In 2002, however, stalks produced ears without kernels or did not sprout ears at all, Wingert said.
After last year's drought, 2003 was wet and cool. Farmers could not get to many sodden fields in April and May and some corn was not planted until June, Wingert said.
"We actually didn't have enough heat," Wingert said. Corn needs heat to mature properly and soybeans, a more drought-resistant plant, need plenty of sunshine and high temperatures.
Because fields had plenty of moisture, corn did not sink deep roots, making some susceptible to wind damage, Wingert said.
"We did lose a little bit from the storm ... a couple percent," Donald Martin of Falling Spring Farm near Chambersburg said, referring to Tropical Storm Isabel. Still, he expects an average or better year for grain.
"I would hope, on the average, we get 130 bushels an acre," Martin said.
"Yield-wise, we're not in too bad a shape. Not a bumper crop, but normal or slightly above," Washington County Extension Agent Don Schwartz said. He predicted grain and silage yields in line with what farmers and agents in Franklin County are saying.

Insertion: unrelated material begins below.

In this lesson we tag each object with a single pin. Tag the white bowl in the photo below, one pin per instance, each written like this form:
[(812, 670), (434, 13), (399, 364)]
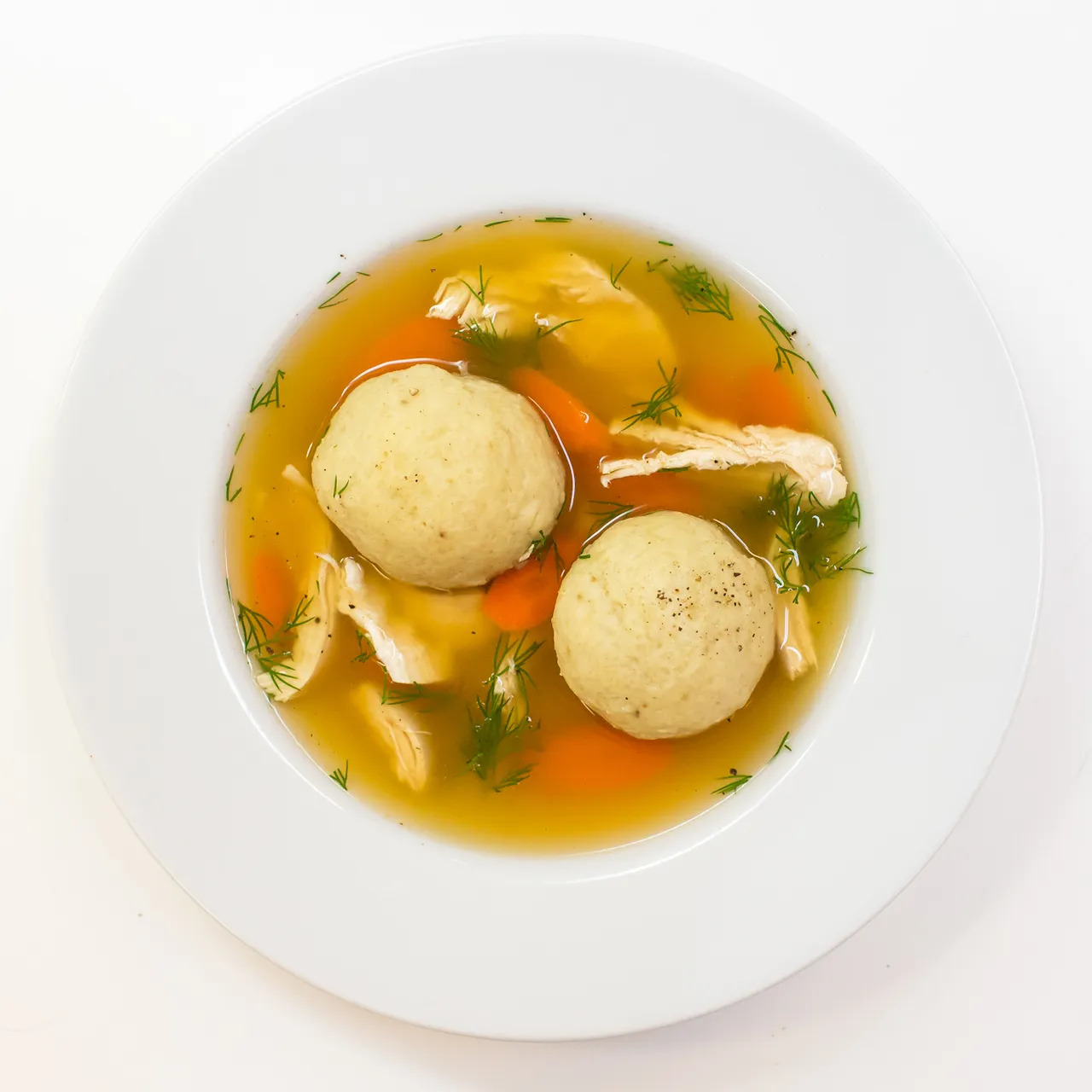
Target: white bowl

Tom Kerr has a stack of crop insurance claim applications on his desk for losses farmers sustained last year. The Franklin County executive director for the U.S. Department of Agriculture's Farm Service Agency, Kerr said he has more than 700, some from producers who own two or more farms. There are about 1,500 farms in the county.
In a normal year, an acre of corn produces 110 bushels or more. Last year, he figures the average was about 25.
"There's some that's going to be 50 or 60 bushels, some 70s, but there's a lot of zeroes in there," Kerr said, pointing to the stack.
Approximately 75,000 acres of corn are planted each year in Franklin County, according to the Pennsylvania Agricultural Statistics Service. Most is consumed by the dairy herds and other livestock of the farmers, according to Wingert.
Those who graze their animals enjoyed abundant grass in their pastures this year.
"When you're mowing your yard, I'm feeding my cows," said Titus Martin of Fayetteville, Pa.
Kerr said soybeans usually produce about 40 bushels per acre, but averaged about 28 last year. "I bet you don't get any better than that this year," he said, because it was too cool and cloudy.
Schwartz said a frost at the beginning of the month appears not to have hurts beans much, having not penetrated below the leaf canopy.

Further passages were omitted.